Review film The Cure
Judul : The Cure
Tahun rilis : 1995
Genre : Bromance
Sutradara : Peterson Hordon
Pemain utama : Brad Renfro sebagai Erik dan Joshep Mazzelo sebagai Dexter
Durasi : 97 Menit (1 jam 37 menit)
Film The Cure adalah film yang dirilis pada 1995 dan berdurasi selamay 97 menit atau 1jam dan 37 menit, Film ini disutradarai oleh Peterson Hordon. Film ini memiliki 2 tokoh utama yaitu Erik yang diperankan oleh Bradf Renfro dan Dexter yang diperankan oleh Joshep Mazzelo.
The Cure (1995) adalah film drama yang mengisahkan persahabatan yang dekat antara Dexter, anak yang mengidap AIDS, dan Erik, tetangganya yang kesepian dan keras. Mereka memulai perjalanan mencari obat untuk penyakit Dexter, namun sebenarnya yang mereka temukan adalah makna dari persahabatan, empati, dan kedewasaan. Film ini bercerita tentang stigma terhadap penderita AIDS dan menggambarkan bagaimana cinta dan pengertian bisa tumbuh di tengah penderitaan. Dengan alur yang emosional dan akhir yang mengharukan, The Cure menawarkan kisah kemanusiaan yang sederhana namun sangat bermakna.
Film The Cure berhasil menyampaikan pesan kemanusiaan yang kuat melalui kisah sederhana tentang persahabatan dua anak. Akting Joseph Mazzello dan Brad Renfro sangat baik, mampu membangun chemistry yang natural dan emosional. Cerita yang menyentuh ini dikembangkan dengan alur yang stabil dan penuh makna. Secara keseluruhan, The Cure adalah film yang menyentuh, edukatif, dan relevan, meskipun bukan film dengan produksi besar.
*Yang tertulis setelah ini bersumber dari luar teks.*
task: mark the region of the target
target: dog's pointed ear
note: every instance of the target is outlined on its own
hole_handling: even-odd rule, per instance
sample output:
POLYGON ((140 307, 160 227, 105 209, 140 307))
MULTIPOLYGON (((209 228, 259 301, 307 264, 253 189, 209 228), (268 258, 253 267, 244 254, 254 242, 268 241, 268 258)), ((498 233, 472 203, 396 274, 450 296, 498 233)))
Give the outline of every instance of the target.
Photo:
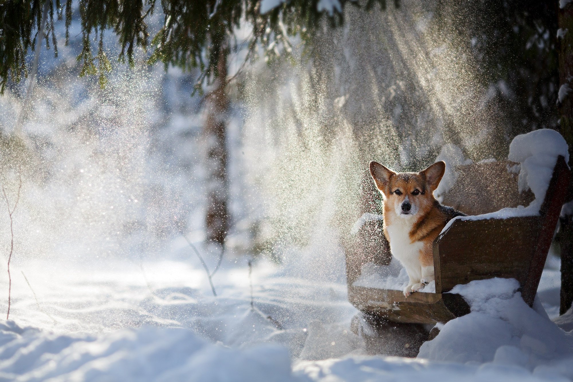
POLYGON ((435 163, 423 171, 420 171, 422 175, 426 179, 426 185, 432 192, 438 188, 439 181, 442 180, 442 177, 446 171, 446 162, 444 161, 436 162, 435 163))
POLYGON ((390 169, 382 166, 378 162, 372 161, 370 162, 370 175, 376 183, 376 188, 383 193, 385 193, 388 186, 390 178, 396 174, 396 173, 390 169))

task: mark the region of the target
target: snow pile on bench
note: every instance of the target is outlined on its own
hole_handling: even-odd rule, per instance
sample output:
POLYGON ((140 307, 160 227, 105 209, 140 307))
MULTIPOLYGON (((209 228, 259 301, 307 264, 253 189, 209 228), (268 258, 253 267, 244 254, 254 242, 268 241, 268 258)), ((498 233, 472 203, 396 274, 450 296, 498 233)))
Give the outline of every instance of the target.
POLYGON ((524 375, 573 377, 571 332, 552 322, 539 301, 529 307, 519 288, 517 280, 498 278, 456 286, 450 293, 463 296, 471 313, 439 325, 439 334, 422 345, 418 358, 492 362, 524 375))
MULTIPOLYGON (((502 208, 499 211, 481 215, 458 216, 448 222, 441 234, 445 232, 457 220, 502 219, 539 215, 539 208, 545 198, 545 193, 559 155, 564 157, 566 162, 568 162, 567 142, 561 134, 555 130, 541 128, 517 135, 509 145, 508 159, 521 163, 518 180, 519 190, 531 189, 535 199, 527 207, 519 206, 515 208, 502 208)), ((484 197, 496 197, 496 196, 484 195, 484 197)))
MULTIPOLYGON (((352 285, 402 291, 408 284, 409 280, 406 268, 395 258, 392 258, 388 266, 381 266, 374 263, 366 263, 363 265, 360 277, 352 285)), ((419 291, 435 293, 435 282, 433 280, 419 291)))

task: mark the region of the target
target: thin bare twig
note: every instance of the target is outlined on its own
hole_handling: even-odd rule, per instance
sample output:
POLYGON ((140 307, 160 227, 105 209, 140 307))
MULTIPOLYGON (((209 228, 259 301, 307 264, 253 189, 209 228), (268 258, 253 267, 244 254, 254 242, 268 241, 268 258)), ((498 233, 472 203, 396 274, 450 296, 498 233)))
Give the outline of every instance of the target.
POLYGON ((217 265, 215 266, 215 269, 213 270, 213 271, 212 272, 211 272, 211 277, 213 277, 213 275, 214 275, 215 273, 217 273, 217 271, 219 270, 219 267, 221 267, 221 262, 223 261, 223 255, 225 255, 225 250, 224 250, 224 248, 221 248, 221 255, 219 255, 219 261, 217 262, 217 265))
POLYGON ((26 275, 24 274, 23 271, 20 271, 20 272, 22 272, 22 275, 24 276, 24 280, 26 280, 26 283, 28 284, 29 287, 30 287, 30 290, 32 291, 32 294, 34 295, 34 299, 36 301, 36 305, 38 306, 38 310, 40 310, 42 313, 44 313, 44 314, 45 314, 46 315, 47 315, 48 317, 50 317, 50 318, 52 318, 52 321, 54 321, 54 324, 57 323, 58 321, 56 321, 56 318, 54 318, 53 317, 52 317, 49 313, 48 313, 47 311, 42 309, 42 307, 40 306, 40 302, 38 301, 38 297, 36 295, 36 292, 34 292, 34 290, 32 289, 32 286, 30 284, 30 282, 28 281, 28 278, 26 277, 26 275))
POLYGON ((16 201, 14 203, 14 206, 11 209, 10 208, 10 202, 8 201, 8 196, 6 194, 6 190, 4 189, 4 185, 2 186, 2 192, 4 194, 4 199, 6 200, 6 205, 8 208, 8 216, 10 217, 10 254, 8 255, 8 313, 6 313, 6 319, 8 319, 10 317, 10 306, 12 293, 12 277, 10 274, 10 262, 12 259, 12 254, 14 253, 14 220, 12 219, 12 214, 16 211, 16 206, 18 206, 18 202, 20 200, 20 190, 22 189, 22 171, 19 170, 18 171, 18 192, 16 194, 16 201))
POLYGON ((249 264, 249 283, 251 287, 251 309, 254 309, 254 298, 253 297, 253 263, 249 259, 247 263, 249 264))
MULTIPOLYGON (((213 277, 213 275, 209 272, 209 268, 207 267, 207 263, 205 263, 205 260, 203 259, 203 257, 201 256, 201 254, 199 253, 199 251, 197 251, 197 247, 193 245, 193 243, 191 242, 191 240, 187 239, 187 236, 182 232, 181 232, 181 235, 185 238, 185 240, 187 240, 189 246, 193 248, 193 251, 195 251, 197 257, 199 258, 199 259, 201 260, 201 264, 203 264, 203 267, 205 268, 205 272, 207 273, 207 278, 209 279, 209 284, 211 284, 211 290, 213 291, 213 295, 217 297, 217 292, 215 291, 215 286, 213 285, 213 280, 211 278, 213 277)), ((213 273, 214 273, 214 272, 213 273)))

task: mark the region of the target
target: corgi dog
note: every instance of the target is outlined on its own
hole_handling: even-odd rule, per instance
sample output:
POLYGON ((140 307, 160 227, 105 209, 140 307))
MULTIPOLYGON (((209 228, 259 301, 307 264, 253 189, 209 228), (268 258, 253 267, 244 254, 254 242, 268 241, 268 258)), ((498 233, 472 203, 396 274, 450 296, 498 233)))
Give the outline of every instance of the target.
POLYGON ((466 216, 434 197, 445 170, 442 161, 419 173, 397 173, 370 162, 370 174, 384 200, 384 235, 410 279, 406 297, 434 279, 434 240, 450 219, 466 216))

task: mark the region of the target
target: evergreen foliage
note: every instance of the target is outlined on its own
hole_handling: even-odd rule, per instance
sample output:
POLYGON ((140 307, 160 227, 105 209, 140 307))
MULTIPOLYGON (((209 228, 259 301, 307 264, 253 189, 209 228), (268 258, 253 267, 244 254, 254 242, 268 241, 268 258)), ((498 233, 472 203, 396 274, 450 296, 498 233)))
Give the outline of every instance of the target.
MULTIPOLYGON (((201 75, 196 88, 201 90, 218 75, 217 63, 219 54, 237 47, 233 32, 248 23, 251 33, 248 40, 248 59, 256 53, 259 44, 265 59, 272 61, 291 47, 287 36, 299 34, 305 41, 328 20, 332 26, 343 22, 344 7, 357 2, 333 0, 339 7, 329 13, 319 10, 319 0, 291 0, 261 14, 260 0, 79 0, 83 45, 77 59, 81 62, 80 75, 99 73, 100 83, 105 84, 105 73, 111 69, 103 48, 103 34, 113 31, 121 50, 118 59, 133 64, 134 51, 140 47, 150 52, 150 63, 162 62, 167 68, 174 65, 183 69, 199 68, 201 75), (163 28, 150 38, 146 20, 154 11, 164 15, 163 28), (97 41, 96 46, 93 41, 97 41)), ((398 5, 398 0, 395 0, 398 5)), ((367 7, 379 4, 383 9, 386 0, 368 0, 367 7)), ((9 79, 18 82, 27 75, 26 56, 38 38, 47 48, 52 38, 54 54, 57 41, 54 33, 54 15, 65 18, 65 43, 69 40, 72 22, 72 0, 5 0, 0 3, 0 93, 9 79), (42 8, 49 1, 44 36, 38 36, 42 8)))

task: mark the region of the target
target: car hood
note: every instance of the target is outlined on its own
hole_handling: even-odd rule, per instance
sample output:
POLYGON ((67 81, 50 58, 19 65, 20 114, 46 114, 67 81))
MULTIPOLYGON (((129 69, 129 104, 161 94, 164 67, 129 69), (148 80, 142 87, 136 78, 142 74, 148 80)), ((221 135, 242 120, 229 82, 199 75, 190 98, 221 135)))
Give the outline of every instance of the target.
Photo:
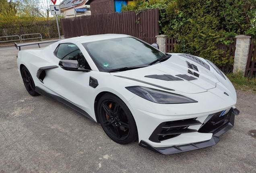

Nilainya terletak pada hati dan pesan yang dibawanya, bukan kemewahan visual.
The Cure (1995) adalah film yang menyampaikan pesan tentang persahabatan, empati, dan kemanusiaan dengan cara yang sederhana namun menyentuh. Melalui perjalanan dua anak yang berbeda latar belakang, film ini menunjukkan bagaimana kasih sayang dan pengertian dapat tumbuh bahkan di tengah penderitaan. Dengan cerita yang emosional dan akting yang kuat, The Cure mengajarkan pentingnya menghargai hidup, memahami orang lain, dan menghadapi kehilangan dengan keberanian. Meskipun tidak spektakuler dari segi teknis, film ini meninggalkan kesan mendalam dan layak ditonton karena nilai-nilai yang disampaikannya.